Why does there seem to be a relation between the fifth roots of $32$ and $\varphi$ (the golden ratio)?

Question

I have the following problem on one of my assignments:

find all five fifth roots of 32.

What I find interesting is how $\varphi$ is related to the real component of most of the solutions. My intuition points me towards the definition of $\varphi$, namely $\varphi$ = $\frac{\sqrt{5} + 1}{2}$

Here are the solutions: $2$, $0.618+0.951i$, $-1.618+1.176i$, $-1.618-1.176i$, $0.618-1.902i$

Four of the solutions have real component (of what seems to be) either $-\varphi$ or $\varphi - 1$. It is not just a coincidence to do with rounding, it is exactly equal to $-\varphi$ and $\varphi - 1$ out to 10 decimal places.

Is there some deeper relation that I am missing?
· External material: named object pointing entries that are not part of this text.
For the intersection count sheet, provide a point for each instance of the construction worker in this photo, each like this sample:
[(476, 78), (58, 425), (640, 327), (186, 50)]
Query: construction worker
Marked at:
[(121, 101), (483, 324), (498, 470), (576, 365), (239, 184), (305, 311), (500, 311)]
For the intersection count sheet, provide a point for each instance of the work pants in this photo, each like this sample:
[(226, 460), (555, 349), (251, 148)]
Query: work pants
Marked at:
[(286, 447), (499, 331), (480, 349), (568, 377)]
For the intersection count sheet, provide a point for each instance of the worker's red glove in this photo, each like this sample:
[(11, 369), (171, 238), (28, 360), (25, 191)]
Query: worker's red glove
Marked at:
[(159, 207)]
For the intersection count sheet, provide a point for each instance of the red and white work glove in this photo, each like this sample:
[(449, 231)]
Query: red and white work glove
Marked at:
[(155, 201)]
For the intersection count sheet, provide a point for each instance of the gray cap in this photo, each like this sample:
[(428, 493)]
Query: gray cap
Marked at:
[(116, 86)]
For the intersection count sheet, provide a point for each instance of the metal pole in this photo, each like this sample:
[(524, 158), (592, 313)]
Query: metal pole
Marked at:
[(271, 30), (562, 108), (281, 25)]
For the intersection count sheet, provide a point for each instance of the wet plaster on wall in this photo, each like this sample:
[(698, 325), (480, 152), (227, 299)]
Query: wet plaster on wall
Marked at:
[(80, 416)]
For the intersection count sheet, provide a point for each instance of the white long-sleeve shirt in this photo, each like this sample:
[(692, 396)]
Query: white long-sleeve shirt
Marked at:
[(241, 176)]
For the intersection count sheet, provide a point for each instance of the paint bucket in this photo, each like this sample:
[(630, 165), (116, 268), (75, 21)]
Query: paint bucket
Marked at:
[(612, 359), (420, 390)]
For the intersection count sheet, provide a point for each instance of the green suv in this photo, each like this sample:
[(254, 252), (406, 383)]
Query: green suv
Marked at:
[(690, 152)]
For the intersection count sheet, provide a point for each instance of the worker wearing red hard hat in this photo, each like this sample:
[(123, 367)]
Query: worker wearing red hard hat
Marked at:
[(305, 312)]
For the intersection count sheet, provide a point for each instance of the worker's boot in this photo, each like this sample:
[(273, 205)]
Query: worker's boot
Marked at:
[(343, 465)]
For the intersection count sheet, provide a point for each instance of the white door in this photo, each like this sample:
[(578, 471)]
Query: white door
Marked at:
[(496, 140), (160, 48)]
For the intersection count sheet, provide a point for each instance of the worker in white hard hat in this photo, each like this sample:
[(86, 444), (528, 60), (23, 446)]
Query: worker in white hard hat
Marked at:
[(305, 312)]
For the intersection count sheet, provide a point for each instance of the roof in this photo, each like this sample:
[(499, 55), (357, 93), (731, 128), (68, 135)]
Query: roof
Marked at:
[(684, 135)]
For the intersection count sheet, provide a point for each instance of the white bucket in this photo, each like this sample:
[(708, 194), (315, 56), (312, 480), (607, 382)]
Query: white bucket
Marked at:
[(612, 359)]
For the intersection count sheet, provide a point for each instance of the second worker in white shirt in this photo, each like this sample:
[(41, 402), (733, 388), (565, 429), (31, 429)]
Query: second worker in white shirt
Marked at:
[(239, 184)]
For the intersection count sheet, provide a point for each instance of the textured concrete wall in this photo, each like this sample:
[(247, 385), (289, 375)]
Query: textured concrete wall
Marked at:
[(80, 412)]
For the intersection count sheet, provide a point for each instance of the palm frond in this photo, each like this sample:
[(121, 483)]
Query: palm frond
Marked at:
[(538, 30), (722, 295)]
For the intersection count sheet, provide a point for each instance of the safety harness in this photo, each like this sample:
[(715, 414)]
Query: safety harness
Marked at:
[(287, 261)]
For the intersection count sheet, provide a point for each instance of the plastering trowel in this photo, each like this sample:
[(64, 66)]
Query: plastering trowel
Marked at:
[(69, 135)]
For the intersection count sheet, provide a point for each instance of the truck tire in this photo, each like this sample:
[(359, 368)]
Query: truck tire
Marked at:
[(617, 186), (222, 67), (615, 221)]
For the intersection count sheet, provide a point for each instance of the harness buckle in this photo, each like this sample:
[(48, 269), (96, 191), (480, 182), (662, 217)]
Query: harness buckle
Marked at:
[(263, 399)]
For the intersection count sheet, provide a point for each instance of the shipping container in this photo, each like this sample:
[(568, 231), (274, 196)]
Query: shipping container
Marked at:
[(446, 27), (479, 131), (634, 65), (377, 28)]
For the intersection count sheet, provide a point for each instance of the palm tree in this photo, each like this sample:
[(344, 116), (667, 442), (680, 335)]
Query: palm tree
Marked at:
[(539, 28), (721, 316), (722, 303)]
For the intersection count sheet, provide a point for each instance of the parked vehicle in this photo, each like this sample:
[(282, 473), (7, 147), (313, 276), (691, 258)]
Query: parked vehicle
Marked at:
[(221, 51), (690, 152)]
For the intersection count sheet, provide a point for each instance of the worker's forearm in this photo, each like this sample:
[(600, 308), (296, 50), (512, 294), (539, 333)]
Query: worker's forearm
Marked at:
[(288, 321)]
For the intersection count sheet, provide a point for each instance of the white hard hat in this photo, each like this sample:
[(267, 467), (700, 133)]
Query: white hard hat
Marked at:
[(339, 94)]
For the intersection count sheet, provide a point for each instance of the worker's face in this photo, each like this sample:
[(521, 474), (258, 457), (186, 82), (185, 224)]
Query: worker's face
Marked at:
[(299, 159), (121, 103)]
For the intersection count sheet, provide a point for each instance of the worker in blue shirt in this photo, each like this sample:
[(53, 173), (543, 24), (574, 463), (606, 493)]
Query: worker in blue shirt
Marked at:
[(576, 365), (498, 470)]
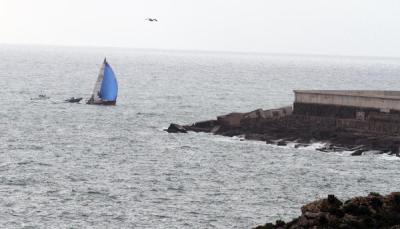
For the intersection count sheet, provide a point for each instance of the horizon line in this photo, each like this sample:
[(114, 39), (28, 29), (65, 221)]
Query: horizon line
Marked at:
[(201, 50)]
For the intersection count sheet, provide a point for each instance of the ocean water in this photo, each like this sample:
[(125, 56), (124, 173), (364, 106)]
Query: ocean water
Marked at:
[(81, 166)]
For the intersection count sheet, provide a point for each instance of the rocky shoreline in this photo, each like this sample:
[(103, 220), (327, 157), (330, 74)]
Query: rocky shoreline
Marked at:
[(281, 126), (372, 211)]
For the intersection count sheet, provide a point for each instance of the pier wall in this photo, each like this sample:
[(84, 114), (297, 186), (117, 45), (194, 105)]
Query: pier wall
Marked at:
[(382, 100)]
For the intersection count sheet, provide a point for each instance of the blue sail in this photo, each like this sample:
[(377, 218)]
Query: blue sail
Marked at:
[(109, 85)]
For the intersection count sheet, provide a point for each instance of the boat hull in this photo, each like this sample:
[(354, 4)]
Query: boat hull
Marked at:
[(106, 103)]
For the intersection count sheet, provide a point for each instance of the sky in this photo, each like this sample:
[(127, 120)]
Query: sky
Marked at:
[(327, 27)]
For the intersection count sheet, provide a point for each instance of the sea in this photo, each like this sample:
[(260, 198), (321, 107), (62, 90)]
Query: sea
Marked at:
[(66, 165)]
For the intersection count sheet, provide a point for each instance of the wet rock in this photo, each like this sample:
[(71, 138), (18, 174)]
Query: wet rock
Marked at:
[(372, 211), (357, 152), (281, 143), (176, 128)]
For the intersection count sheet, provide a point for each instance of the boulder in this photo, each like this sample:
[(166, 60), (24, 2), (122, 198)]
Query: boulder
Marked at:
[(176, 128)]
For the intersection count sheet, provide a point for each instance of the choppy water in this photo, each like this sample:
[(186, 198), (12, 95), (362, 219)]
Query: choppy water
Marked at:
[(80, 166)]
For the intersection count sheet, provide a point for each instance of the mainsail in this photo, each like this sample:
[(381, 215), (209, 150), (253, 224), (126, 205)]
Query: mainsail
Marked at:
[(106, 87)]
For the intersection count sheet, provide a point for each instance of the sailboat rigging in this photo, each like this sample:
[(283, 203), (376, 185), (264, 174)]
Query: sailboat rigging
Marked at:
[(105, 90)]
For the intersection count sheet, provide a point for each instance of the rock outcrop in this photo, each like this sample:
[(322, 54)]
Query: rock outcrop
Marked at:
[(281, 126), (372, 211)]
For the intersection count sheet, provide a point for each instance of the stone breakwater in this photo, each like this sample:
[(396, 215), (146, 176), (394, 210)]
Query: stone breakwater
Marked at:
[(372, 211), (282, 126)]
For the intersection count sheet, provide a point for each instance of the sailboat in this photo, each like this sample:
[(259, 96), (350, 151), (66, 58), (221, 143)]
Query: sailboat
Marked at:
[(105, 90)]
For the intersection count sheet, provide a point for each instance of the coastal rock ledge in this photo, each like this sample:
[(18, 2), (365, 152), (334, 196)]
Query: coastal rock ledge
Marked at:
[(372, 211), (304, 124)]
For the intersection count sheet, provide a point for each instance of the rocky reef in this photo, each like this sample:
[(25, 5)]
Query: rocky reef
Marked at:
[(372, 211), (281, 126)]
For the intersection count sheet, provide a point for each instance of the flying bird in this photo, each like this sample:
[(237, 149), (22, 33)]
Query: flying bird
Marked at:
[(151, 19)]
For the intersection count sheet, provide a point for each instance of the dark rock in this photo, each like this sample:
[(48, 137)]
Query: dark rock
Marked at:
[(357, 152), (298, 145), (372, 211), (175, 128), (281, 143)]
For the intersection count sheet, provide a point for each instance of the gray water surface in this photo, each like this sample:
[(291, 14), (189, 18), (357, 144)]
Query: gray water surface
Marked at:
[(81, 166)]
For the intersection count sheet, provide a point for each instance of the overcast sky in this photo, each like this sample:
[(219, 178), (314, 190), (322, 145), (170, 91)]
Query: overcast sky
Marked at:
[(338, 27)]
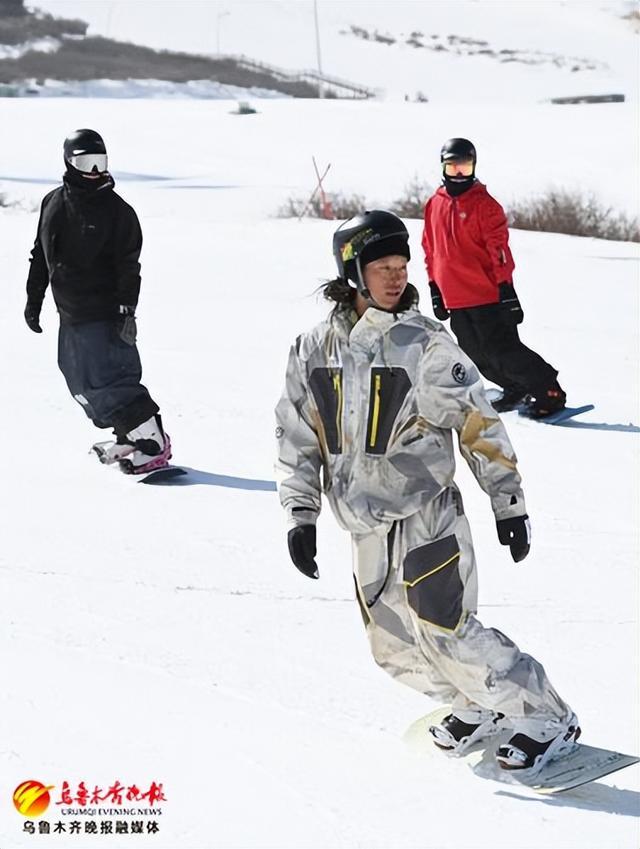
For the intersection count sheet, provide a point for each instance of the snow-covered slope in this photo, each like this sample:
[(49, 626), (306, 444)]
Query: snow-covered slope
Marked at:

I was shocked to get this answer.

Answer 1

Note that

$$w^5=32e^{i2k\pi} \implies w_k= 2e^{i\frac{2k\pi}{5}}$$

with $k=0,1,2,3,4$ and for example

$$w_1 = 2\left(\cos \frac{2\pi}{5}+i \sin \frac{2\pi}{5}\right)$$

which is connected to golden ratio by the golden triangle

(image modified from credit 01, credit 02)

Answer 2

If $z^5=32$ then $$z=2 \exp\left(\frac {i2\pi k}5\right)=2 \left[\cos\left(\frac {2\pi k}5\right)+i\sin\left(\frac {2\pi k}5\right)\right]$$ for $k\in\{0,1,2,3,4\}$. The real part of $z$ is $$2\cos\left(\frac {2\pi k}5\right)=\exp\left(\frac {i2\pi k}5\right)+\exp\left(-\frac {i2\pi k}5\right)=x+\frac1x,$$ where $x^5=1$. When $x=1$, this equals $2$. Otherwise, factor $x^5-1$ as $$ \begin{aligned} x^5-1&=(x-1)(x^4+x^3+x^2+x+1)\\ &=(x-1)x^2\left(x^2+x+1+\frac1x+\frac1{x^2}\right)\\ &=(x-1)x^2\left[\left(x+\frac1x\right)^2+\left(x+\frac1x\right)-1\right]. \end{aligned} $$ So when $x\ne1$ we must have $\left(x+\frac1x\right)^2+\left(x+\frac1x\right)-1=0$, and the quadratic equation yields $x+\frac1x=\frac{-1\pm\sqrt 5}2$, which equals $-\phi$ or $\phi-1$.

Answer 3

Taking the factorization in @grand_chat's answer one step further, and using the conjugate notation $\,\overline\varphi = -\dfrac{1}{\varphi} = - \varphi+1\,$ for the second root of the golden ratio equation:

$$ x^5 - 1 \;=\; (x-1)\,\big(x^2 + \varphi x + 1\big)\,\big(x^2 + \overline\varphi x + 1\big) $$

This shows the presence of $\varphi$ in the factorization of $\,x^5 - 1\,$ over the reals, and confirms the connection with the $5^{th}$ roots of unity and associated trigonometric functions.

Perhaps more unexpectedly, this also facilitates an alternative proof of Fermat's Last Theorem in the special case $n=5$. Quoting from George Lowther's answer under Golden Number Theory:

Using the fact that $\mathbb{Z}[\varphi]$ is a unique factorization domain in which we can decompose $$ x^5+y^5=(x+y)(x^2+y^2-\varphi xy)(x^2+y^2-\bar\varphi xy) $$ we can give a proof of Fermat's Last Theorem for the case of exponent $5$.